Red Admiral Confusion

Many of us encountered numerous Red Ads in Purple Places this season. E.g., there was one every 50-75m along the rides in Fermyn Woods in early July. Red Ads also visited a lot of baits, natural and otherwise, this season. It seems there was a sizeable influx of Red Ads to the SE on the back of thunderstorms there on Tues June 28th.

Red Ads commonly set up territories in iris territories, though well below Emperor level. Indeed, one way of finding new Emperor territories is to look for Red Ad territories, and then look upwards.

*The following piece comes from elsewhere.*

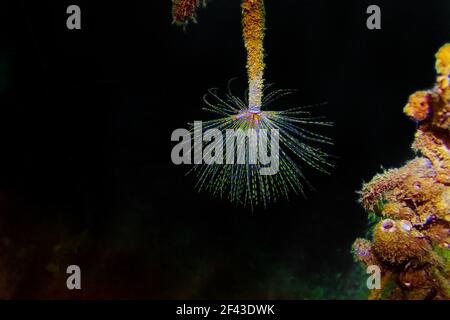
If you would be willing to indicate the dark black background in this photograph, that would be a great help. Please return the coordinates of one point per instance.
(86, 118)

Battling territorial Red Ads also chase each other about at speed, though usually not at irisian level - but we can at a distance mistake atalanta for iris because of this behaviour. Atalanta doesn't, however, engage in the classic circling squabble of iris males. Brothers c-album and cardui also chase each other about, sometimes high up - out of sight & out of mind, like iris. So we can confuse these lesser mortals for the Monarch of all the Butterflies at a distance. Beware of false prophets, for many will come in His name... A male Emperor will, of course, see off any of this riff-raff.

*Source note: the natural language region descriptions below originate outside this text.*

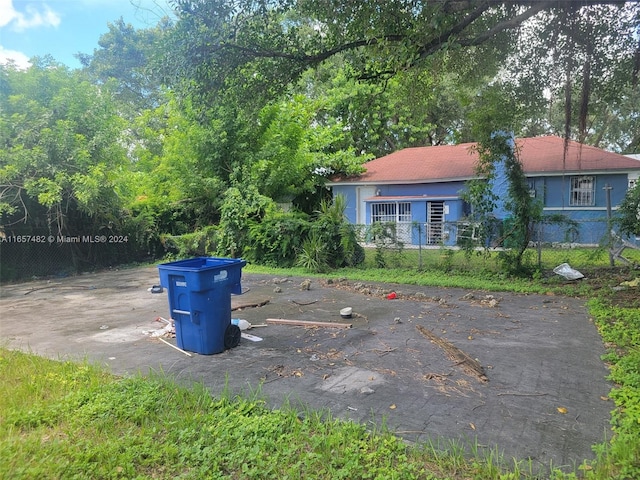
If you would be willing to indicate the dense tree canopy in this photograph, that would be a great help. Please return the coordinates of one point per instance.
(168, 129)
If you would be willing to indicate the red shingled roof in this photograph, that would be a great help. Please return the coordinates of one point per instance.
(539, 155)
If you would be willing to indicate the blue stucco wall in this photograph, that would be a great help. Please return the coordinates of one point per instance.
(349, 192)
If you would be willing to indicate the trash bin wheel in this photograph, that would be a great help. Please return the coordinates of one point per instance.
(232, 336)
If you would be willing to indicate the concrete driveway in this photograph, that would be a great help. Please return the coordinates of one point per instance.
(544, 397)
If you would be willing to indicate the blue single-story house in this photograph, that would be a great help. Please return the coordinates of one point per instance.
(419, 189)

Here is a couple of pix of a male Red Ad that adopted Brother Neil as a perching point below the Marlpost Wood North Gate iris territory this season. Red Ad males are almost ubiquitous here during the Purple season -

Note the use of Grecian 2011 in the above pic... It proved, though, useless as a bait for iris.

1 comment:

irisscientist said...

The essential habitats for atalanta and iris could not be more different. Their independent habitats only becoming apparent in this context (i.e iris predominant locations which present with grass rides and low growing nettles, along walking paths) where human coincidence deems fair to fit them. Do we see iris around areas of only low growing nettles?

Personal Obs: Vanessa atalanta males are attracted to bright colours, particularly white, whereas his highness appears to prefer colours in the reflective spectra, which is not unsurprising considering the reflective/iridescent nature of his territorial competing males. Daily basking rituals are known to be heavily exhibited by the males of both species. The unidirectional flow of hemolymph through the imago’s circulatory system (as noted by Wasserthal, 1983), consequently helping to support the classic ‘mud puddling’ behaviour which would be needed in order to maintain the isotonic balance of the male butterflies hemolymph, and thus helping to explain the ‘sweat’ attraction (and salty baits?) which has been associated with the males of both species. Despite the Butterflies over riding genera, it is here however where the two species split!